Mars harboured long-lasting lakes and water streams about 3.8 to 3.3 billion years ago, boosting the odds that life may have once existed on the Red Planet, scientists, including one of Indian-origin, have found.
Using data from the Curiosity rover, NASA's Mars Science Laboratory/Curiosity team has determined that, long ago, water helped deposit sediment into Gale Crater, where the rover landed more than three years ago.
The sediment deposited as layers that formed the foundation for Mount Sharp, the mountain found in the middle of the crater today.
"Observations from the rover suggest that a series of long-lived streams and lakes existed at some point between about 3.8 to 3.3 billion years ago, delivering sediment that slowly built up the lower layers of Mount Sharp," said Ashwin Vasavada, Mars Science Laboratory project scientist at NASA's Jet Propulsion Laboratory in Pasadena, California.

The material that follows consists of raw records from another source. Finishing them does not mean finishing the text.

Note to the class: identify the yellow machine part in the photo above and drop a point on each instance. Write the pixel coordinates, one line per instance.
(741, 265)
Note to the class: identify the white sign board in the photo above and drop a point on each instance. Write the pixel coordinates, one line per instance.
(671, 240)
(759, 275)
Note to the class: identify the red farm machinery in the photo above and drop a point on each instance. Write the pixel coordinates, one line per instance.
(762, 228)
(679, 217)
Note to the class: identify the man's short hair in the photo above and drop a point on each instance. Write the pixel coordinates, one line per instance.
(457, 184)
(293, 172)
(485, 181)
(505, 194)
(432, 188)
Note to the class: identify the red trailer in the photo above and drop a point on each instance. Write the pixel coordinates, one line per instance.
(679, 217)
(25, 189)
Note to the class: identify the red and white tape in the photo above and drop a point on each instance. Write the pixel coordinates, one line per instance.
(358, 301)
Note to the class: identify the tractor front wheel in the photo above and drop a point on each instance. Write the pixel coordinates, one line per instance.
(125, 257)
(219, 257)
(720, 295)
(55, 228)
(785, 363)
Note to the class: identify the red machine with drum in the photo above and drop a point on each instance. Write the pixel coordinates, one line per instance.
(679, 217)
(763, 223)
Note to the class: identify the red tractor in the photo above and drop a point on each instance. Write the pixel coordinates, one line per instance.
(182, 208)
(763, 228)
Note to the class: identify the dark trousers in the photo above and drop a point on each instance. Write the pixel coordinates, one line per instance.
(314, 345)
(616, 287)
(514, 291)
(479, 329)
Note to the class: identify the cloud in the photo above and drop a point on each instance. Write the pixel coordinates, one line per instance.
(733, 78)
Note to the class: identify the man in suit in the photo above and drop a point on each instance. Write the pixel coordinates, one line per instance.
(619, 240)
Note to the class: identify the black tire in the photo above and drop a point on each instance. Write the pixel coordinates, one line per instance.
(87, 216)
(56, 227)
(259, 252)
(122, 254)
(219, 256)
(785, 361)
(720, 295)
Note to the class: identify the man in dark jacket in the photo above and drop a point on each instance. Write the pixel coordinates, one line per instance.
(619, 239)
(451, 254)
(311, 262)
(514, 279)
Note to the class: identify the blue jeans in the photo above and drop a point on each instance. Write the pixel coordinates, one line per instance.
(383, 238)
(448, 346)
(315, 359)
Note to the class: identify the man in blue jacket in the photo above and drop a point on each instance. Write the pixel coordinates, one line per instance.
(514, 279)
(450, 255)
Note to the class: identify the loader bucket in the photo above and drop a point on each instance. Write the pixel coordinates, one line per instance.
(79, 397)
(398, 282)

The findings build upon previous work that suggested there were ancient lakes on Mars, and add to the unfolding story of a wet Mars, both past and present. Last month, NASA scientists confirmed current water flows on Mars.
"It's clear that the Mars of billions of years ago more closely resembled Earth than it does today. Our challenge is to figure out how this more clement Mars was even possible, and what happened to that wetter Mars," said Michael Meyer, lead scientist for NASA's Mars Exploration Program at NASA Headquarters in Washington.
Before Curiosity landed on Mars in 2012, scientists proposed that Gale Crater had filled with layers of sediments. Some hypotheses were "dry," suggesting that sediment accumulated from wind-blown dust and sand.
Others focused on the possibility that sediment layers were deposited in ancient lakes.
The latest results indicate that these wetter scenarios were correct for the lower portions of Mount Sharp.
Based on the new analysis, the filling of at least the bottom layers of the mountain occurred mostly by ancient rivers and lakes over a period of less than 500 million years.
"During the traverse of Gale, we have noticed patterns in the geology where we saw evidence of ancient fast-moving streams with coarser gravel, as well as places where streams appear to have emptied out into bodies of standing water," Vasavada said.
"The prediction was that we should start seeing water-deposited, fine-grained rocks closer to Mount Sharp. Now that we've arrived, we're seeing finely laminated mudstones in abundance that look like lake deposits," he said.
The mudstone indicates the presence of bodies of standing water in the form of lakes that remained for long periods of time, possibly repeatedly expanding and contracting during hundreds to millions of years.
These lakes deposited the sediment that eventually formed the lower portion of the mountain.
The research was published in the journal Science.